Re: F40 and breaking file command change

Tim via users <users@xxxxxxxxxxxxxxxxxxxxxxx> · Fri, 03 May 2024 03:34:25 +0930

George N. White III:
> In some cases, "established behaviour" means text files using ASCII
> character sets, which creates problems for the majority of the world,
> and should be considered "broken".   In this day and age, we need to
> pay attention to text encodings.   

The notion of "plain text" has been broken for decades.  Virtually
every computer system used a format that was distinct to itself, and
with no content type identification in the file.  It was generally
presumed that your text file was the same as the rest of the text on
your system, but this failed badly when you exchange files with
foreigners.

These days we usually use UTF, which is only barely compatible with
ASCII.  If it only uses characters from 0 to 127, it is.  Any
characters higher than that are not ASCII, and there are many hundreds,
perhaps thousands of characters in its repertoire (hence why I said
ASCII and UTF was *barely* compatible).  Many computers using 7-bit
text often falsely described their individual non-ASCII encoding of
their own text as being ASCII.  Or their 8-bit non-ASCII encoding as
ASCII.  And there's various different UTF schemes, too.

Some computers had an associated meta file that did have info about the
file (Amigas and their ".info" files along with the file you're
interested in, Macs and their old dual data and fork file system). 
There was a certain amount of logic in that, but made sending files a
nuisance - you had to remember to do both files, or the system had to
manage that for you.  And you're still dependent on the recipient being
able to handle it, they may not.

UTF can be determined by looking at a couple of bytes at the start (the
BOM), and parsing more of the file if that's missing to try and guess
what it might be by looking for some common code sequences (web
browsers have done that for many years, and got it wrong for many
years, too.  But something that doesn't check for that and presumes
ASCII will be surprised by extraneous content.

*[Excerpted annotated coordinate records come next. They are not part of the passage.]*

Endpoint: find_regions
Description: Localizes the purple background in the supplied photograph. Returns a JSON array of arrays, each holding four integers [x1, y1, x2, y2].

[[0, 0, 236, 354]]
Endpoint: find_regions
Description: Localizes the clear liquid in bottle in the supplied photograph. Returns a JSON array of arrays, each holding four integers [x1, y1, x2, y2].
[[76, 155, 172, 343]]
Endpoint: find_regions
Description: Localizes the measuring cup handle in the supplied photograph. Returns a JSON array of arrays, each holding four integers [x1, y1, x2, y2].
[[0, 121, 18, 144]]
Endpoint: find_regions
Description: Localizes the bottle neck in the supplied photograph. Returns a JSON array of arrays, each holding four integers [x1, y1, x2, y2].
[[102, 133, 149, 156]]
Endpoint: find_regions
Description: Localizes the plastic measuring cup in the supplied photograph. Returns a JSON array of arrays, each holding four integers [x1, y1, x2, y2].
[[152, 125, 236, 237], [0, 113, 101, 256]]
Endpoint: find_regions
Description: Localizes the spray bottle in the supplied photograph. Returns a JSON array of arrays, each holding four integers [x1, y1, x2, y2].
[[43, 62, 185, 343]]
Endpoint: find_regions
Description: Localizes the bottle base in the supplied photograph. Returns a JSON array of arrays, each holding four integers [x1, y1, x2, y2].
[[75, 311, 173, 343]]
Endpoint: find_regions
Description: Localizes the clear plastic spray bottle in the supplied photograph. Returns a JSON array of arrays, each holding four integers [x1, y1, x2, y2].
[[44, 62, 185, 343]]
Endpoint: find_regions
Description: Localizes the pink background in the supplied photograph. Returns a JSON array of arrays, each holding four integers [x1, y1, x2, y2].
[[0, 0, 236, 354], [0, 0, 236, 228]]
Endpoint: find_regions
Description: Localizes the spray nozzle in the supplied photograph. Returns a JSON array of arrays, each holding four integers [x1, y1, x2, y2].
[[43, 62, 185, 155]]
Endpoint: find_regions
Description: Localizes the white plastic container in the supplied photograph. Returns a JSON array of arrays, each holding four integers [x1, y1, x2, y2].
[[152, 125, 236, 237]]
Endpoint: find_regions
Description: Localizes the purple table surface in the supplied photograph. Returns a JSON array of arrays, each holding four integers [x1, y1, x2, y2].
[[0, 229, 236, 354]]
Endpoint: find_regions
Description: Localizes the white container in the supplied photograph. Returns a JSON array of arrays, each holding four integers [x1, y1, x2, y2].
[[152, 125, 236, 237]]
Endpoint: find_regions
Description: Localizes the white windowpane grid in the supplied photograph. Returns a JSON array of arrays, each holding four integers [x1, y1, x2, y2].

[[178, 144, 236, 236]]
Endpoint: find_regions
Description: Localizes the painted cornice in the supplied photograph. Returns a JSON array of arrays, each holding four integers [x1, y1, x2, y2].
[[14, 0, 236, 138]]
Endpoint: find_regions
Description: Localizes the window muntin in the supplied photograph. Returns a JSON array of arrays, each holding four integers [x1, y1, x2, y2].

Using a non-text format for data and config files is more robust.  It
can start with header info that unambiguously identifies itself, as
part of a single self-describing file and data (data format,
application it's intended for, etc).  For what it's worth any binary
file can contain text, directly as itself, it's not precluded.  It can
start with the identifying header, followed by text that could be
parsed by more than the original application (for future-proofing).

Applications that save and use binary data can also handle versioning
better, if thought went into supporting that.  If they data has changed
format over time, and identifies what it is, the application can also
use the data in ways it knows how it used to use, differently from how
it currently does it, and get that right.

-- 

NB:  All unexpected mail to my mailbox is automatically deleted.
I will only get to see the messages that are posted to the list.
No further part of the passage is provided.